I wish I could walk up to every man, telling them how wonderful it will be, if ‘only’ they could live without getting attached.
I wish I could also walk up to every woman, telling them all the awesome feelings, explaining to them all the emotional off-loads they’re going to feel, only if they could live their lives, without getting attached to anything. But just the fuck it is, it seem it’s an unreachable dream.
Many has been said about love. But (I feel) something has never been cleared – ability to describe your feelings without getting hung up.
If a serious relationship is what you want, and you’re more than happy to stay with one person for the rest of your life – so be it. But don’t ever condemned those who think it’s not a better idea (at least for them) even when the reality is just that; they’re running from something.
I respect every woman’s feelings. But that is the least I could do. I can never go as far as to changing myself just because of them. Unless the change comes from within.

That’s it. Is either you’re also playing the game or you’re being played. Either you want it or not.
Has anyone ever tells you to be honest with women? Has they ever tells you to never hide your feelings for them? Great! Then what did you gained? I doubt you’re heartbroken by now. As in, you didn’t find your dream girl.
Shame on you.
But wait? Those who tell you how to relate with women. How to talk to them. How to take them to first-date and second-date didn’t necessarily made a mistake. In fact, they’ve actually done a great job. But the problem is: are you combining ‘wisdom’ with your honesty? Ain’t women using you? Or let just say… Were you being fucked!
Remember those time when you’re being honest as fuck? Where you believe because you don’t ever manipulate anybody and that you’re transparent like no ever, that all because of that women should treat you with respect, that they should be loyal to you, cherish you and go over-the-moon just to celebrate how awesomely good you are, and that nobody should lie to you because after all you never lie to anyone? You remember? Great! How many of that moment really turned out just the way you want? (I doubt any!)

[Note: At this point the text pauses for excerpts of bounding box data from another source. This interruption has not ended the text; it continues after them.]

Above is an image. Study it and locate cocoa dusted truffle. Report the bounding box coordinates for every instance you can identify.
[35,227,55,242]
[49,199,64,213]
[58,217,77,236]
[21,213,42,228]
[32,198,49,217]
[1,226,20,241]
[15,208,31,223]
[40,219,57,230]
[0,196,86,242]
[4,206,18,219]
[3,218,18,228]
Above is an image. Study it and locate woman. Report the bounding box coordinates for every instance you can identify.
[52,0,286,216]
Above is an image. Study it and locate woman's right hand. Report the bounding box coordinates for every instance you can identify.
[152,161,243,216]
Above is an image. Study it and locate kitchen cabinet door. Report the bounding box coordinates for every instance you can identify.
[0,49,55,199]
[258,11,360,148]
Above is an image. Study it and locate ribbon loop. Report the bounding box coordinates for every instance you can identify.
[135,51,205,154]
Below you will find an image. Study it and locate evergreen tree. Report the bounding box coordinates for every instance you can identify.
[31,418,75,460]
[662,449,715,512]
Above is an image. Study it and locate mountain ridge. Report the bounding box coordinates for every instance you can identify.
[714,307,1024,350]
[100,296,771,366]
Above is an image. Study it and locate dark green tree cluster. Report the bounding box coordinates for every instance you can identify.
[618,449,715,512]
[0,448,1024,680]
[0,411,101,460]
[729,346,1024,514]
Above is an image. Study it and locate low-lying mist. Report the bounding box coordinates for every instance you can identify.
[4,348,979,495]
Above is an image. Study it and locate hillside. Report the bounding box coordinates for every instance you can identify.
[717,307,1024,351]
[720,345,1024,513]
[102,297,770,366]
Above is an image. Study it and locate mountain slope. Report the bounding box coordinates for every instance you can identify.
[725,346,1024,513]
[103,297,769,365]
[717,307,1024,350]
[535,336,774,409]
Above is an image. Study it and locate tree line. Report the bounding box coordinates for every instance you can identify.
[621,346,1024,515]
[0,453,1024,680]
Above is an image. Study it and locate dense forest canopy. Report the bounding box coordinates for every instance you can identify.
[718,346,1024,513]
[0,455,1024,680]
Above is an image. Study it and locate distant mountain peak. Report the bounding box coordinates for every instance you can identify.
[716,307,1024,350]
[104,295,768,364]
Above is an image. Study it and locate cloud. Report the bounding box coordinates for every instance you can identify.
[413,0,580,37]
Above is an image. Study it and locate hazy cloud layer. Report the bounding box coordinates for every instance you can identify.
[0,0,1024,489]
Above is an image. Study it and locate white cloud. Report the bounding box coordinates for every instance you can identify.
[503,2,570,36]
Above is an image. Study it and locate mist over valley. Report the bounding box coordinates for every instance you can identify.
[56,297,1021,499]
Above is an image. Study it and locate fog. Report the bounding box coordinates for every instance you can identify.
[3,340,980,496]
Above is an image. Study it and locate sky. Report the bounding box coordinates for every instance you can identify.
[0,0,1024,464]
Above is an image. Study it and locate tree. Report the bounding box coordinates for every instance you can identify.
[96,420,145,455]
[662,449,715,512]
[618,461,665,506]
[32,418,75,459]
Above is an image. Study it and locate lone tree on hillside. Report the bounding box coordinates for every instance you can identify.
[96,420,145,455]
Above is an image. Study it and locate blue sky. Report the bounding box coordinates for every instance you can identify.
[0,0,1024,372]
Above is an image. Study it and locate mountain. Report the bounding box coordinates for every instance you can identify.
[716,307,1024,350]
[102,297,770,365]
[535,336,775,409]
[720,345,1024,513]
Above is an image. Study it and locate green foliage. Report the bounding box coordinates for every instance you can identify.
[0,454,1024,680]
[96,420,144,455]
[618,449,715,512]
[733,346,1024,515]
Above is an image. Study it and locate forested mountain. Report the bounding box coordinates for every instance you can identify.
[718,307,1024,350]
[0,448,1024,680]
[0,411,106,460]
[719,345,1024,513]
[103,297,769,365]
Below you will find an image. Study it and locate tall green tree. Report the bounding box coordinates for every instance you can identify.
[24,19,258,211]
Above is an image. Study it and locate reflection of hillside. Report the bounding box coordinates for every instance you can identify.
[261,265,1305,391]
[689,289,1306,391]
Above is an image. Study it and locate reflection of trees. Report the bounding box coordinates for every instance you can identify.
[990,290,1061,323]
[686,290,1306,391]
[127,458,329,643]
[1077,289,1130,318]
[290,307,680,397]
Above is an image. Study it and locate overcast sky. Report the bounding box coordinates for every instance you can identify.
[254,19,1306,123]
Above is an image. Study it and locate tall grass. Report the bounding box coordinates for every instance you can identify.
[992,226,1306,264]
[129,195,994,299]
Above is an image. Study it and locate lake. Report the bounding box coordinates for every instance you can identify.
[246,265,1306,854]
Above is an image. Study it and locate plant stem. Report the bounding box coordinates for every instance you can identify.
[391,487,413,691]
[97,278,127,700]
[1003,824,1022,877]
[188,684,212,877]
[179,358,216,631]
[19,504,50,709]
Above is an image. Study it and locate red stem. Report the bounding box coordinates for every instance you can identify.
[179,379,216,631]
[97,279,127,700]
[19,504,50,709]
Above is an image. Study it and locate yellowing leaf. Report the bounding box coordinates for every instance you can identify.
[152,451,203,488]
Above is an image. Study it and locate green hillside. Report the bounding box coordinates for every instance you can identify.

Now let look at it this way. Let assume you’re really an honest person. And in fact you treat everyone with your ultimate respect. But instead of being naive all because of honesty, you choose to remain smart. Although you’re honest as fuck, but you never doubt the fact that people can hurt you. You never fall asleep on the assumption of: as much as am being honest with people then people will never lie to me! But instead, you remain vigilant at all cost. You put everything in a perspective of: “Look! Just because you’re honest with people it doesn’t mean they wouldn’t be dishonest with you. In fact, people have the tendency of hurting you better because they knew you were an honest man and you wouldn’t fight back.”
“Having an honest mind is great but together with being smart is better!”
You need to be incredibly awesome (at anything you do). You need to understand that, loving women is an honest to God practice and that you should cherish them with all your might but you must also remember that, they could fuck you real hard.
If being honest is the only thing you have up your sleeve then be ready for a difficult journey. Not only women, almost everyone in your circle will fuck you hard.
But to avoid all these uselessness:

Once people knew that you can’t deflect the truth from being lie to then that will be a great tools to be used against you. You’ll be there smiling like a silicone – believing everything you’re being told – when in reality, you’re been fed with a bunch of lie. And you won’t know. Not really, because you trust the way too much. You think because you didn’t lie to people then no one will lie to you. And you continue living your life as such. You’ve forgotten that the best way to manipulate someone is to appeal to their best side of character, what they’re good at.
So instead of just accepting people just the way they are. Check out if what they are is really worth it. Because being with a manipulative (partner or lover or whatever the fuck that someone may be) bag of shit won’t actually help you in reaching your goals. Instead, they’ll be more than happy to drain you.
And for the sake of this article (although I don’t know if the title actually aligned with what I write but anyway let just roll with it *cough* – *cough*) never take advice from anyone you think ain’t worth shit.
Be honest and be caring all you want- but never forget that people can still manipulate you together with your honesty. Hell, that’s what they want anyway. Yeah, your honesty! So be very careful and vigilant with anything you do.
For this case, love women, cherish them, protect them. But never forget the fact that: they could fuck you real hard.